10 Kasım 1938'de kaybettiğimiz ulu önder Mustafa Kemal Atatürk'ün futbol kulüpleri tarafından anılmasını değerlendiren Altaylı, "Herkesin Atatürk'ü kendi kulübünü tuttuğunu iddia etmesi son derece hoş bir şey. Sonuçta Türkiye'nin kurucu önderi. Bugün Türkiye, Irak'tan Suriye'den, Afganistan'dan farklıysa o adamın sayesinde. Bunu düşmanları da sevenleri de sevmeyenleri de biliyor. Gönül isterdi ki tüm spor kulüplerinin başkanları, Kulüpler Birliği organizasyonuyla birlikte Atatürk'e bağlılıklarını orada ifade etsinler. Ama bunlar adam olmadıkları için, aralarındaki adam sayısı bir elin parmaklarını geçmediği için kimse bunu yapmadı. Ali Koç bunu düzenli olarak yapıyor. Ali Koç'u kutluyorum ve sevgiyle selamlıyorum.
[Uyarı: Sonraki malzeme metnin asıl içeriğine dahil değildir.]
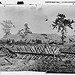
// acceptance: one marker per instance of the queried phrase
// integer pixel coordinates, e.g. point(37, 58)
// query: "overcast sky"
point(35, 17)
Atatürk'e sahip çıkış tavırlarından dolayı, bunu cesaretle her dönemde yaptıkları için Fenerbahçe camiasını kutluyorum. Diğerlerine de ne diyeyim yani, ne diyeyim!" ifadelerini kullandı.
KORAY ŞENER'İN HAYATINI KAYBETMESİ
"FENERBAHÇE SAHİP ÇIKTI, İYİ DE YAPTI"
Olaylı Galatasaray - Fenerbahçe maçında kalbi durarak vefat eden Fenerbahçe taraftarı Koray Şener'in hayatını kaybetmesiyle ilgili de konuşan Altaylı "Hayatını kaybeden genç kardeşimize rahmet diliyorum ama şiddet sonucu olan bir şey değil. Genetikmiş zaten böyle şeyler, kardiyak arrest dedikleri kalbi duruyor çocuğun. Halı sahada oynarken de oluyor. Talihsizlik, maç sırasında herhalde heyecan ya da gerilimden sanırım. Delikanlının kalbi halı sahada ya da başka yerde de durabilirdi, ne yazık ki statta oldu. Fenerbahçe arkasından bu kadar sahip çıktı ve iyi de yaptı ama şanssızlıktan başka bir şey değil, kimsenin kabahati yok bunda." dedi.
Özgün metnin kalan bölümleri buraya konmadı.